We have quite a lot of versions of hello
built, but latest still points to the old v1
.
$ docker images | grep hello
hello v7 d0ec3cfed6f7 33 minutes ago 1.11 MB
hello v6 db7c6f36cba1 42 minutes ago 1.11 MB
hello v5 1fbecb029c8e About an hour ago 1.11 MB
hello v4 ddb5bc88ebf9 About an hour ago 1.11 MB
hello v3 eb07be15b16a About an hour ago 1.11 MB
hello v2 195aa31a5e4d 3 hours ago 1.11 MB
hello latest 47060b048841 3 hours ago 1.11 MB
Let's change that by re-tagging latest
to v7
:
$ docker tag hello:v7 hello:latest
$ docker images | grep hello
hello latest d0ec3cfed6f7 38 minutes ago 1.11 MB
hello v7 d0ec3cfed6f7 38 minutes ago 1.11 MB
hello v6 db7c6f36cba1 47 minutes ago 1.11 MB
hello v5 1fbecb029c8e About an hour ago 1.11 MB
hello v4 ddb5bc88ebf9 About an hour ago 1.11 MB
hello v3 eb07be15b16a About an hour ago 1.11 MB
hello v2 195aa31a5e4d 3 hours ago 1.11 MB
Both v7
and latest
point to the same image ID d0ec3cfed6f7
.
Images are distributed with a special service - docker registry
.
Let us spin up a local registry:
$ docker run --rm -p 5000:5000 --name registry -d registry:2
docker push
is used to publish images to registries.
To instruct where we want to publish, we need to prepend registry address to image name:
$ docker tag hello:v7 127.0.0.1:5000/hello:v7
$ docker push 127.0.0.1:5000/hello:v7
docker push
pushed the image to our "remote" registry.

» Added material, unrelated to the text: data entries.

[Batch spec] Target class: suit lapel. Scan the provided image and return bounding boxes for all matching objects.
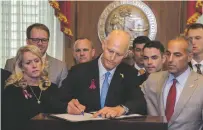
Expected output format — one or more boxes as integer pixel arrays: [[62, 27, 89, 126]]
[[45, 54, 52, 72], [105, 66, 123, 104], [169, 71, 198, 125], [157, 72, 169, 116], [89, 58, 101, 109]]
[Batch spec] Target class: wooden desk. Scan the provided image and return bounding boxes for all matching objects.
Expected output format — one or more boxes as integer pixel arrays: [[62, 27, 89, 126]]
[[28, 114, 167, 130]]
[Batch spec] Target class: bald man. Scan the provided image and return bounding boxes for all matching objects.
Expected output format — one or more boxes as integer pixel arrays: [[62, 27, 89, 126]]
[[141, 36, 203, 130], [73, 38, 95, 64], [60, 30, 146, 118]]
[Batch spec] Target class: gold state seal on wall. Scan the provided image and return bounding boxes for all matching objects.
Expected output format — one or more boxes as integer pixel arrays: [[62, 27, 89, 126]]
[[98, 1, 157, 45]]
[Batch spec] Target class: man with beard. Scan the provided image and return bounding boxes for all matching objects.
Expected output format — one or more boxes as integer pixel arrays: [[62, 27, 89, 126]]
[[141, 36, 203, 130]]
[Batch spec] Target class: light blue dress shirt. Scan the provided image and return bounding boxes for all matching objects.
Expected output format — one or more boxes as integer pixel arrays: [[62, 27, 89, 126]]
[[98, 54, 116, 95], [163, 67, 191, 108]]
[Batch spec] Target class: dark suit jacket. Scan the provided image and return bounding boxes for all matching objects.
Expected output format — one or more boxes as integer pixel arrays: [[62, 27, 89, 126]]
[[1, 69, 11, 90], [60, 59, 146, 114]]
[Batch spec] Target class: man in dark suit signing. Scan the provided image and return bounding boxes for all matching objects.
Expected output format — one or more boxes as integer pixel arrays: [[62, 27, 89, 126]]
[[60, 30, 146, 118]]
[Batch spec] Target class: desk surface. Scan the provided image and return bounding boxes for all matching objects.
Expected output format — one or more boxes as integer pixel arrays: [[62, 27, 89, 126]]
[[28, 114, 167, 130]]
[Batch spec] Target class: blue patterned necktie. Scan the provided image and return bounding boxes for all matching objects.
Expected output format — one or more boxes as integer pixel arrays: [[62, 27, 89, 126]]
[[100, 72, 111, 108]]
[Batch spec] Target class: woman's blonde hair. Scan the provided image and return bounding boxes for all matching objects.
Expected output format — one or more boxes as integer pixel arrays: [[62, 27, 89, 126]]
[[5, 45, 51, 90]]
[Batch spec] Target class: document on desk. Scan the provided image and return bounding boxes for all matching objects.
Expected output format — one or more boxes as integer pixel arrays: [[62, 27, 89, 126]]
[[50, 113, 142, 122]]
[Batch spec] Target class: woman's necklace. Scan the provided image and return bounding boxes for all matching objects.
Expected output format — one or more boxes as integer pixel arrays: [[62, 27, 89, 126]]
[[29, 86, 42, 104]]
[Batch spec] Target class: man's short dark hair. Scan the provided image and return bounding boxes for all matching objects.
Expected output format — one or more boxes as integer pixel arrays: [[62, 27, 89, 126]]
[[133, 36, 151, 48], [26, 23, 50, 39], [143, 41, 165, 54], [186, 23, 203, 36]]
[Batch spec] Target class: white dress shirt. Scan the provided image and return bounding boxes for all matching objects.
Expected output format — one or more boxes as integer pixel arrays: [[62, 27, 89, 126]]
[[98, 54, 116, 95], [191, 59, 203, 72], [134, 63, 146, 76], [163, 67, 191, 108]]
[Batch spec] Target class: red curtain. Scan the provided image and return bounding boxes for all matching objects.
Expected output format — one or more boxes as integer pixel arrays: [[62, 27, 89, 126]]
[[49, 0, 73, 38], [187, 0, 203, 25]]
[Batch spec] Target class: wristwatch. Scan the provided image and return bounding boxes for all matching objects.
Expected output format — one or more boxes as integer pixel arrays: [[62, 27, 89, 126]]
[[120, 105, 129, 115]]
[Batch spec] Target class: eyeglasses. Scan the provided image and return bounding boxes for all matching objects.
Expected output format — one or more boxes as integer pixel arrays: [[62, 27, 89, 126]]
[[29, 38, 49, 44]]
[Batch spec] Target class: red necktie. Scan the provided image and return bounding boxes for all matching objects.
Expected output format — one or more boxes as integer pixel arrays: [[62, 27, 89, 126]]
[[165, 79, 177, 121]]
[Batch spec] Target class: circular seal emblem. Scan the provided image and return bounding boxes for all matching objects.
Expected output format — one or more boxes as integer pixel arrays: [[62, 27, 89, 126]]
[[98, 1, 157, 45]]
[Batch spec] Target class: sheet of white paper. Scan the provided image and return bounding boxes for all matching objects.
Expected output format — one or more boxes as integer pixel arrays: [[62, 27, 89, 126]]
[[116, 114, 142, 119], [51, 113, 142, 122]]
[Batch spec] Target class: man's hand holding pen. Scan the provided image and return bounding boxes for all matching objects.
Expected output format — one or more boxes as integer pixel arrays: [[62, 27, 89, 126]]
[[67, 99, 86, 115]]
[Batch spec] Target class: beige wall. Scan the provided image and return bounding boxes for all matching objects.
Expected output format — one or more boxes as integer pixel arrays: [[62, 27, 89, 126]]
[[65, 1, 186, 67]]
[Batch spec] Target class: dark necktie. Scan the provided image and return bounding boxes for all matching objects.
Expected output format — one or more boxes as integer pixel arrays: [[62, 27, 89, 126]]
[[195, 64, 202, 74], [100, 72, 111, 108], [165, 79, 177, 121], [139, 69, 145, 75]]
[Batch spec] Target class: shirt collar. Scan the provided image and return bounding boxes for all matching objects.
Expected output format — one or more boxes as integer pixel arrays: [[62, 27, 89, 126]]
[[42, 53, 47, 61], [168, 67, 191, 86], [191, 59, 203, 66], [98, 54, 117, 77]]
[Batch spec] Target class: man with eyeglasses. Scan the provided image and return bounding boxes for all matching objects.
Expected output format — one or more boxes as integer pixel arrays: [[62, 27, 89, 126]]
[[5, 23, 68, 87], [73, 38, 95, 64]]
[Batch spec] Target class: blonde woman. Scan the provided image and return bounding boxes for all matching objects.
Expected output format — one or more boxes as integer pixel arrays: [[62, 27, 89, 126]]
[[2, 45, 66, 129]]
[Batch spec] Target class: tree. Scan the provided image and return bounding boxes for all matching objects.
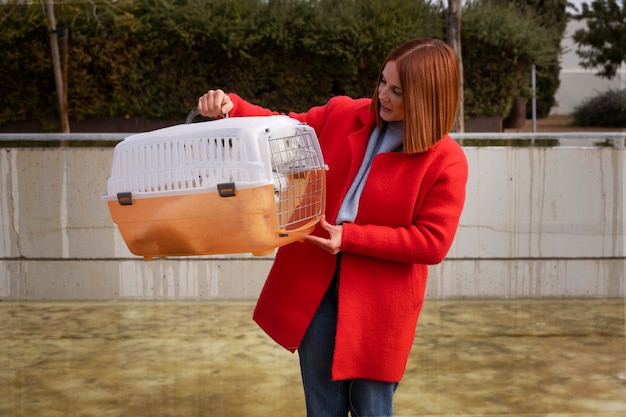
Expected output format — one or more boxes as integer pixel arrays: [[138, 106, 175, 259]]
[[573, 0, 626, 79], [447, 0, 465, 132]]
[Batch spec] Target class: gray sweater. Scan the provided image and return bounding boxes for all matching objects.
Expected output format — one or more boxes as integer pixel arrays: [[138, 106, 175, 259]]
[[335, 122, 403, 224]]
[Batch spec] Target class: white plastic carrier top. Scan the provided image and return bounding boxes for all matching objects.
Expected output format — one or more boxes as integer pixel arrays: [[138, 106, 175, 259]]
[[104, 116, 324, 199]]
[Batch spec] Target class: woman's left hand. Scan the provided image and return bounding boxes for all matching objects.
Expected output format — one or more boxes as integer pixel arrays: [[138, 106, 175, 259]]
[[304, 216, 343, 255]]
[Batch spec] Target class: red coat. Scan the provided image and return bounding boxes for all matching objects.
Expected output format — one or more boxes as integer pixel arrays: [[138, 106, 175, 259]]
[[230, 95, 468, 382]]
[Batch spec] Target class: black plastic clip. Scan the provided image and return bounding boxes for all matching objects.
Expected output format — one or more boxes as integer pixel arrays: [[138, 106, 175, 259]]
[[217, 182, 235, 197], [117, 191, 133, 206]]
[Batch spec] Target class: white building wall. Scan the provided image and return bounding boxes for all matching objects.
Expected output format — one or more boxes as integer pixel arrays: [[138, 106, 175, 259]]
[[550, 20, 626, 115]]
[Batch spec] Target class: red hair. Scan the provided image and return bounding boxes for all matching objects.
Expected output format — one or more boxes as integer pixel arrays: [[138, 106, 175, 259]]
[[370, 38, 461, 154]]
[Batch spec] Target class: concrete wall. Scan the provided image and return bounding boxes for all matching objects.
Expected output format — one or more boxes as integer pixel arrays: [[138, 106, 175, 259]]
[[0, 147, 626, 300]]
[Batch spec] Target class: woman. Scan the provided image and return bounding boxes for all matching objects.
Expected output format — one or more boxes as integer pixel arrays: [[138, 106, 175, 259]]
[[198, 38, 468, 417]]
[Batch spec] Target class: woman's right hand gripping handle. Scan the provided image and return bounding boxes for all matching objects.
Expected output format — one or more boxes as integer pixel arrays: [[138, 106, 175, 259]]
[[198, 89, 234, 117]]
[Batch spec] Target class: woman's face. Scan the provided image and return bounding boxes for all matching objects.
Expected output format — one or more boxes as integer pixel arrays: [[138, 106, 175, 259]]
[[378, 61, 404, 122]]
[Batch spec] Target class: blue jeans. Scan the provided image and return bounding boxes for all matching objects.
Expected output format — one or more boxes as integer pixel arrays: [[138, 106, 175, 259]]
[[298, 258, 398, 417]]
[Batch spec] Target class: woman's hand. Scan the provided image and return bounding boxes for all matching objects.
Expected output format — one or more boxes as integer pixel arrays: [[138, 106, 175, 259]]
[[304, 216, 343, 255], [198, 89, 234, 117]]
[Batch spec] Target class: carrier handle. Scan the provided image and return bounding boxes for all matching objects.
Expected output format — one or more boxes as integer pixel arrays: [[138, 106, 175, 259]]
[[185, 107, 228, 124]]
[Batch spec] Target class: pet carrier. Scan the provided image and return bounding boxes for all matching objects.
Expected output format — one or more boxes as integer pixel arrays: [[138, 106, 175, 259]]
[[103, 116, 326, 260]]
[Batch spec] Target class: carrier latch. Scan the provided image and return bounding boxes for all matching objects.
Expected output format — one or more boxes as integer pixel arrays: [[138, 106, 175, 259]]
[[217, 182, 235, 197], [117, 191, 133, 206]]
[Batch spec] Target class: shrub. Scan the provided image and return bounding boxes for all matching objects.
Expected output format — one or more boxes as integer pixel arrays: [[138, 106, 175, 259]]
[[461, 0, 558, 118], [572, 89, 626, 128]]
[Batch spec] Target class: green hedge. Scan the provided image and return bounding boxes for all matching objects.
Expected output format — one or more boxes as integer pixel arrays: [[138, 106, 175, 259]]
[[0, 0, 551, 130]]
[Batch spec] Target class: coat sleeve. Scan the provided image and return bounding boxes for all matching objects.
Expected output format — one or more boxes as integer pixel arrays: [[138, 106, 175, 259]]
[[341, 143, 468, 265]]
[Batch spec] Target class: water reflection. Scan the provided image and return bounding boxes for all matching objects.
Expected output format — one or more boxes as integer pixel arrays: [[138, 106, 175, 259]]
[[0, 299, 626, 417]]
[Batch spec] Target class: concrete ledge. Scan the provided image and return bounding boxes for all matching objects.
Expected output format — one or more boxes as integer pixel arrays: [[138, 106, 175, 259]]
[[0, 147, 626, 300]]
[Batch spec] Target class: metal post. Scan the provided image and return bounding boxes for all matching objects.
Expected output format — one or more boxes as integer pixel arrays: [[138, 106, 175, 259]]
[[531, 64, 537, 133]]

We can now download the image using the docker pull
command:
$ docker pull 127.0.0.1:5000/hello:v7
v7: Pulling from hello
Digest: sha256:c472a7ec8ab2b0db8d0839043b24dbda75ca6fa8816cfb6a58e7aaf3714a1423
Status: Image is up to date for 127.0.0.1:5000/hello:v7
We have learned how to start, build and publish containers and learned the containers building blocks. However, there is much more to learn. Just check out the official docker documentation!.
Thanks to the Docker team for such an amazing product!